Today, there are more childhood cancer survivors than ever before, thanks to early diagnosis and extraordinary treatment options. Now that you have come through a cancer diagnosis and treatment, you may have questions about your long-term care and the long-term side-effects of treatment, both physical and emotional. We know that all cancer as well as blood and marrow transplant (BMT) survivors need follow-up care no matter how many years it’s been since they last had cancer treatment.
Our Childhood Cancer Survivor Program provides health care to survivors of childhood and young adult cancers, in conjunction with primary care providers and regardless of where cancer treatment was received.
Survivorship: life after cancer
- Late-effects screening
- Physical exams and laboratory tests
- Review of your prior cancer treatments and related health problems
- Referral and coordination of late-effects related care
- Treatment summaries with a health care plan for the future (called a Survivor Care Plan) for each cancer survivor and his or her primary care provider and any other involved member of the survivor’s health care team.
We want to help you stay as healthy as possible. That’s why we adopt a team approach, and include your primary care physician and other medical providers as necessary to ensure you get the care you need. The program also features education – for survivors, their families and the medical community – about the possible long-term effects of cancer treatment or of BMT, and what screenings are needed to maintain a healthy, active life.

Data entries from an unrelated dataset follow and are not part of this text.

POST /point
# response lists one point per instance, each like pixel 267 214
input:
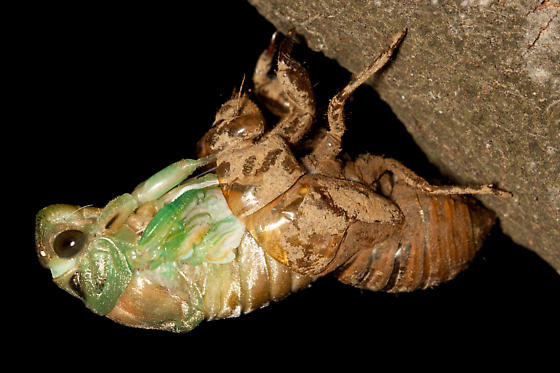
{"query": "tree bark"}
pixel 475 82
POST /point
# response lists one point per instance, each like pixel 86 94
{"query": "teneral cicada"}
pixel 258 222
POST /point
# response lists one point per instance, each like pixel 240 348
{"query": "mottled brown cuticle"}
pixel 269 160
pixel 289 164
pixel 223 169
pixel 249 165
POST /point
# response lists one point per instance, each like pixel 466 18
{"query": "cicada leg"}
pixel 289 94
pixel 329 147
pixel 120 209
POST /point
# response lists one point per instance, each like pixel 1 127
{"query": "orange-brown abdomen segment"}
pixel 439 237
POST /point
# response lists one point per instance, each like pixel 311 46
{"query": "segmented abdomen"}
pixel 249 282
pixel 440 235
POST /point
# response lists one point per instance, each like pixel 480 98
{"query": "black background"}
pixel 107 96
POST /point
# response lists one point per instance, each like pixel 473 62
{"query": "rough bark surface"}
pixel 476 83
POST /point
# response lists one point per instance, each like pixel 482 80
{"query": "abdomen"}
pixel 439 237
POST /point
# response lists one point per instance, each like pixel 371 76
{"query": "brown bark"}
pixel 475 82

University of Minnesota Masonic Children’s Hospital specialists in our program work with you to identify and manage the effects of childhood cancer and its treatments. There is a strong emphasis on educating survivors and families so most appointments take 1-2 hours and may include a visit with a social worker that specializes in childhood cancer survivors’ well-being. Educational topics focus on your specific risks for late-effects and the appropriate screenings and interventions needed to keep you stay healthy and ensure that you have the highest quality of life possible.

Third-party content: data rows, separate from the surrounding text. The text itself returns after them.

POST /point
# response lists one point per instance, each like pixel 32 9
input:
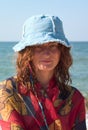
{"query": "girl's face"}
pixel 46 57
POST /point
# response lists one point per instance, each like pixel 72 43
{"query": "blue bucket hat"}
pixel 41 29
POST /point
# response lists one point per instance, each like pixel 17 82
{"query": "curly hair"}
pixel 61 71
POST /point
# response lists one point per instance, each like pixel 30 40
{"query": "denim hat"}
pixel 41 29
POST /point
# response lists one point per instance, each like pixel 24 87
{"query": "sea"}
pixel 78 71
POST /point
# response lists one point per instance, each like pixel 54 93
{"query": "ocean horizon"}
pixel 78 70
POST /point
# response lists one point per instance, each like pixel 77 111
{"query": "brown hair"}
pixel 61 72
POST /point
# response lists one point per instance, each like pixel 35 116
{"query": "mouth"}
pixel 46 61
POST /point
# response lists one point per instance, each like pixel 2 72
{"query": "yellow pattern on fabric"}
pixel 10 101
pixel 15 127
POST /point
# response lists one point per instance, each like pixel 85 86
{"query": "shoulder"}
pixel 77 96
pixel 77 92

As survivors grow older and approach young adult ages (20-25 years), yearly visits will transition from the Journey Clinic (pediatric clinic) to the Masonic Cancer Clinic for adult patients. This allows our providers to deliver the most age-appropriate care and ensure that if there is ever a need for an adult sub-specialist (i.e. adult cardiologist, adult psychologist, etc.), we have such providers and clinics in close proximity.

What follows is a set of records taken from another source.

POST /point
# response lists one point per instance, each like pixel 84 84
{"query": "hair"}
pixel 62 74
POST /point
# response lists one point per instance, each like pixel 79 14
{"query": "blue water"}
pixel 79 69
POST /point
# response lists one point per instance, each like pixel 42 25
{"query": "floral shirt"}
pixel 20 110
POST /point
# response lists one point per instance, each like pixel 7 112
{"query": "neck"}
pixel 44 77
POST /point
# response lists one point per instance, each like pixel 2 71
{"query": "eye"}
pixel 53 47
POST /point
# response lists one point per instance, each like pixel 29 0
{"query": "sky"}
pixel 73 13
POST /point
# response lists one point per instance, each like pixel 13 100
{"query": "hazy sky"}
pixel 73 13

We also invite survivors and families to participate in leading-edge research opportunities specific to childhood cancer survivorship. These are always completely optional but for those interested, it allows survivors and families a chance to make a lasting difference in the treatments used for the next generation of childhood cancer patients/families.
The Childhood Cancer Survivor Program is available to all childhood and young adult cancer survivors regardless of your current age, diagnosis or where you received cancer treatment. Childhood survivors are eligible five years after diagnosis or three years after blood and marrow transplant and must have had cancer before the age of 25 years.